Another important criticism of PEXIVAS is the lack of presented kidney biopsy data. Kidney involvement could be defined by reduced kidney function with an active urine sediment, but biopsy was not required (11). Most patients were new diagnoses, and patients with documented eGFR <50 ml/min per 1.73 m2 for 3 months before enrollment were excluded. Because ANCA vasculitis may relapse and remit with episodic injury before a formal diagnosis is made, patients could present with severe kidney injury due to advanced sclerosis or due to acute inflammation (13). Those patients with advanced sclerosis would be much less likely to benefit from aggressive initial therapy. Indeed, in a retrospective cohort of patients with ANCA vasculitis and advanced kidney injury at presentation (median eGFR of 7.1 ml/min per 1.73 m2), Lee et al. (14) demonstrated that chronicity scoring of the kidney biopsy at presentation was an independent predictor of treatment response at 4 months. A kidney biopsy also is essential to exclude concomitant antiglomerular basement membrane disease, which has been reported even when serologic testing is negative (15).

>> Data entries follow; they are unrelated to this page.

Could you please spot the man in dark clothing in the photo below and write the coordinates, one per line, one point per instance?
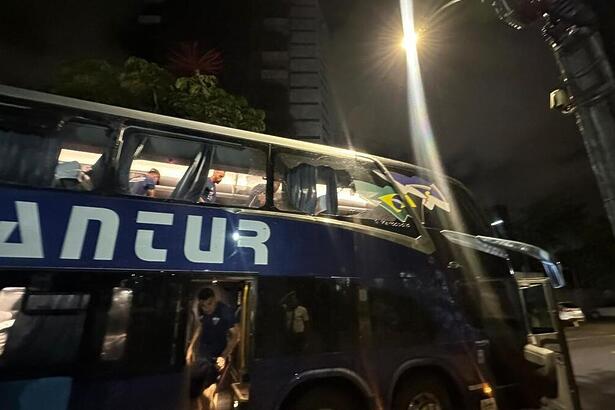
(210, 192)
(213, 341)
(145, 185)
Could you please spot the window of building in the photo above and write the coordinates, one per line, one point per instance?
(349, 189)
(193, 170)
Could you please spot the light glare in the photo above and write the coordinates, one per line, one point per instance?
(410, 40)
(496, 223)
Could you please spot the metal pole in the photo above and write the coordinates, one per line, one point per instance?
(589, 81)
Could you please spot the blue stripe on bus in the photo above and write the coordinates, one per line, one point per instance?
(293, 248)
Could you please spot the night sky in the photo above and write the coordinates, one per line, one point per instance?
(488, 91)
(487, 87)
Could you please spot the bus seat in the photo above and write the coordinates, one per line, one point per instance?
(190, 187)
(301, 182)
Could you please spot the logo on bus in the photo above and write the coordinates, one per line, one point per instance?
(30, 244)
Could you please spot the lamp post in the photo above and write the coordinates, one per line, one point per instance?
(570, 27)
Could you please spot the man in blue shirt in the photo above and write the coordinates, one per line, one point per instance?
(213, 341)
(209, 193)
(145, 185)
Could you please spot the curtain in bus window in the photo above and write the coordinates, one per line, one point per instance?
(28, 159)
(301, 182)
(327, 176)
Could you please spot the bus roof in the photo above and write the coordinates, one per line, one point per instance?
(105, 109)
(83, 105)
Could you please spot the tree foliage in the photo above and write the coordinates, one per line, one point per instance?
(146, 86)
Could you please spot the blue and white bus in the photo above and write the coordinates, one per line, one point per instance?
(405, 305)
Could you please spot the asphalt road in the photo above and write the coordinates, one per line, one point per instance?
(592, 347)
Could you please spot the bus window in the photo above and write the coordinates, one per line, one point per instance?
(118, 318)
(83, 156)
(349, 189)
(191, 170)
(306, 316)
(42, 151)
(34, 321)
(155, 166)
(243, 183)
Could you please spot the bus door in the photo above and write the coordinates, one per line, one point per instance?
(547, 348)
(232, 387)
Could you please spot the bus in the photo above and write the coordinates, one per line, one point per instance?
(113, 220)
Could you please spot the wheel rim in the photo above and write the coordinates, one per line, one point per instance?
(425, 401)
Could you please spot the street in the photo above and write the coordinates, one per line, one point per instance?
(592, 347)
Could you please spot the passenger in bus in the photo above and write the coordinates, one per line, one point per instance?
(72, 175)
(296, 323)
(209, 193)
(145, 185)
(212, 343)
(258, 195)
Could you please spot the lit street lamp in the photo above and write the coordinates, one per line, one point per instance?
(413, 39)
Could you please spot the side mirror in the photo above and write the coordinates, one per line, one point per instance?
(499, 247)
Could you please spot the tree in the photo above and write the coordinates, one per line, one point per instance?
(581, 241)
(146, 86)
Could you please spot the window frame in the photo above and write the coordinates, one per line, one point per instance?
(196, 136)
(421, 242)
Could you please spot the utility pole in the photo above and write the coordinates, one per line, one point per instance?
(571, 29)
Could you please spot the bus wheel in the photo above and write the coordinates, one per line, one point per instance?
(423, 392)
(325, 398)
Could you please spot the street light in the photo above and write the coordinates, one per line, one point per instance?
(411, 40)
(414, 38)
(497, 222)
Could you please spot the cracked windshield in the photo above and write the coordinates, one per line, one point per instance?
(307, 205)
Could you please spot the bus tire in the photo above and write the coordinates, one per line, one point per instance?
(325, 398)
(420, 391)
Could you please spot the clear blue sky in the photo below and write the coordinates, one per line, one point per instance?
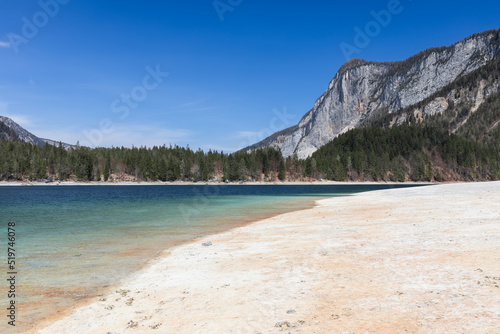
(81, 68)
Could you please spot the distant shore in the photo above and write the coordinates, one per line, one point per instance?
(412, 260)
(181, 183)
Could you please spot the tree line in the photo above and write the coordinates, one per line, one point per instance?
(404, 153)
(400, 153)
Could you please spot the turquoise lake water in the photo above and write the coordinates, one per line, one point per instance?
(74, 242)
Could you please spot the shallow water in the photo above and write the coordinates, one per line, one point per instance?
(73, 242)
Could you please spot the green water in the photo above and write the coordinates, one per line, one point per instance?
(73, 243)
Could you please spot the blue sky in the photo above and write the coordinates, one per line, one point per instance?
(209, 74)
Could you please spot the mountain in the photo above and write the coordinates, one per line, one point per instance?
(364, 91)
(8, 127)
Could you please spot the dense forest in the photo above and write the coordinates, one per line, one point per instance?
(403, 153)
(400, 153)
(20, 160)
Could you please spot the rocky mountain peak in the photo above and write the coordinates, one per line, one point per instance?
(362, 89)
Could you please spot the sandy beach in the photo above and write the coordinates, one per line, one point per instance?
(414, 260)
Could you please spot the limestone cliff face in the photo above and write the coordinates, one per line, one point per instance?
(363, 89)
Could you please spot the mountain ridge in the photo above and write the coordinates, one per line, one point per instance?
(361, 88)
(28, 137)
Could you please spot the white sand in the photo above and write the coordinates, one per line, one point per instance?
(419, 260)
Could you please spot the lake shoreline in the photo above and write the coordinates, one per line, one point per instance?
(190, 183)
(419, 259)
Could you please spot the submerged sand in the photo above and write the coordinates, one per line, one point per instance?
(414, 260)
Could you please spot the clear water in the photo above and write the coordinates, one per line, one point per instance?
(73, 242)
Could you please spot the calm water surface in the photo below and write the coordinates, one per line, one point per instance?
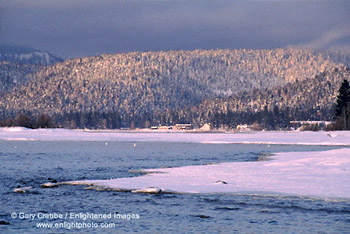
(31, 163)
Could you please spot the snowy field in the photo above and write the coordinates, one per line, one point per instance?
(314, 174)
(292, 138)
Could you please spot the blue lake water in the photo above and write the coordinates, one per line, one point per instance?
(31, 163)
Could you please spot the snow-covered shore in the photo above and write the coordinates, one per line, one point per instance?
(304, 138)
(320, 174)
(314, 174)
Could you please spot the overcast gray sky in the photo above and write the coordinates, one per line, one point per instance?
(75, 28)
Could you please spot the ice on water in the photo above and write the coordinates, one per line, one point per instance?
(320, 174)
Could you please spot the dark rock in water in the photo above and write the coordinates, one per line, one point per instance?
(221, 182)
(203, 216)
(3, 222)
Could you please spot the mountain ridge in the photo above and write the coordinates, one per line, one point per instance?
(144, 83)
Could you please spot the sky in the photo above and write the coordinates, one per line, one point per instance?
(77, 28)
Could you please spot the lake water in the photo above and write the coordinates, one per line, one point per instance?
(31, 163)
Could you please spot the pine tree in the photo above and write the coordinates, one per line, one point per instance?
(342, 109)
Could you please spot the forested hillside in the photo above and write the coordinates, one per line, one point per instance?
(114, 90)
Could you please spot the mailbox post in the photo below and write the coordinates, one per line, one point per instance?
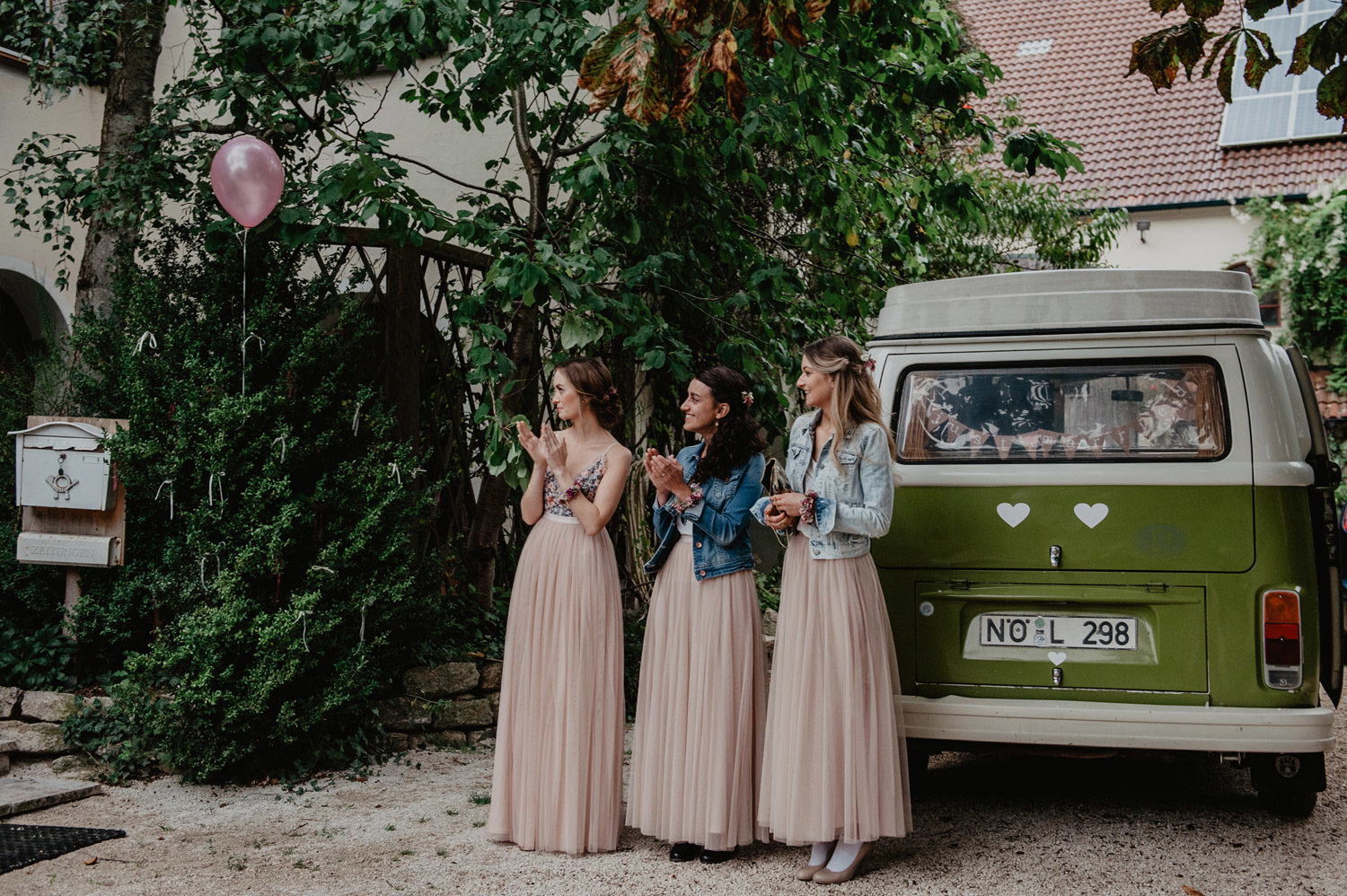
(75, 511)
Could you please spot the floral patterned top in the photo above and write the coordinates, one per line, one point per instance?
(554, 496)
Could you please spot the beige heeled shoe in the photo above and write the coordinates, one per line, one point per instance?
(846, 874)
(807, 872)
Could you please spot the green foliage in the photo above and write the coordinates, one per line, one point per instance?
(1299, 252)
(1300, 255)
(633, 642)
(118, 740)
(291, 578)
(35, 661)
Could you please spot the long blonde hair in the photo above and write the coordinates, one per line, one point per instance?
(854, 395)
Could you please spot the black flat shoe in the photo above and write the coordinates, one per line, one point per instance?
(684, 852)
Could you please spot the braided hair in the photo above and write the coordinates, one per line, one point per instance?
(592, 380)
(856, 399)
(737, 435)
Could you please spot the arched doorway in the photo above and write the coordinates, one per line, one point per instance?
(30, 321)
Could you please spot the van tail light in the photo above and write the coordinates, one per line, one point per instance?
(1282, 654)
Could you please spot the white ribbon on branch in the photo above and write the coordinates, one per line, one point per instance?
(169, 483)
(260, 347)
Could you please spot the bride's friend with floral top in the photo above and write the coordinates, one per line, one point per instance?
(834, 774)
(558, 777)
(697, 751)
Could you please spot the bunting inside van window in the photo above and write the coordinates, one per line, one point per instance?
(1145, 411)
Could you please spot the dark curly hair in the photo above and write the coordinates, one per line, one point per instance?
(592, 380)
(737, 436)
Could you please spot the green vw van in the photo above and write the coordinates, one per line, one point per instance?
(1114, 522)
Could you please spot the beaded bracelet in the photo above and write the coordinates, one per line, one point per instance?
(681, 505)
(807, 508)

In PEXIVAS, 191 (27.1%) patients had some degree of lung hemorrhage—of these, 61 (32%) had severe hemorrhage defined as O2 saturation <85%, or need for mechanical ventilation. In subgroup analyses of these patients, there was again the impression of potential benefit for the composite outcome (HR, 0.64; 95% CI, 0.33 to 1.24 for less severe hemorrhage and HR, 0.67; 95% CI, 0.28 to 1.64 for severe hemorrhage) (11). Again, this outcome was the composite of either death or ESKD ascertained over the entire follow-up period. Any short-term benefit, benefit on death alone or on time to resolution of hemorrhage and improvement in lung function have not been presented.
Decisions to utilize PLEX in ANCA vasculitis should consider the totality of the data, including those preceding PEXIVAS. PLEX may afford short-term benefits in delaying ESKD, which could affect both quality of life and cost. Patients with life-threatening lung hemorrhage may also derive benefit from PLEX. Further, as none of the presented studies have demonstrated an excess of severe adverse events related to PLEX, the potential harm is likely low. An update to American Society of Apheresis guidelines following PEXIVAS had changed the indication for PLEX to a Category II for patients with creatinine ≥5.7 mg/dl, but cautiously stated this should not postpone use of PLEX (16). Lung hemorrhage remains a Category I indication, acknowledging the limitations in PEXIVAS. Until better therapies are available, PLEX should be considered in initial therapy for carefully selected patients with ANCA vasculitis (Figure 1), including those with severe acute inflammatory kidney injury and severe lung hemorrhage. Further, PLEX should remain a mainstay of therapy for those patients with ANCA vasculitis and persistent progressive disease, despite initiation of induction therapy, and for those with concomitant antiglomerular basement membrane disease.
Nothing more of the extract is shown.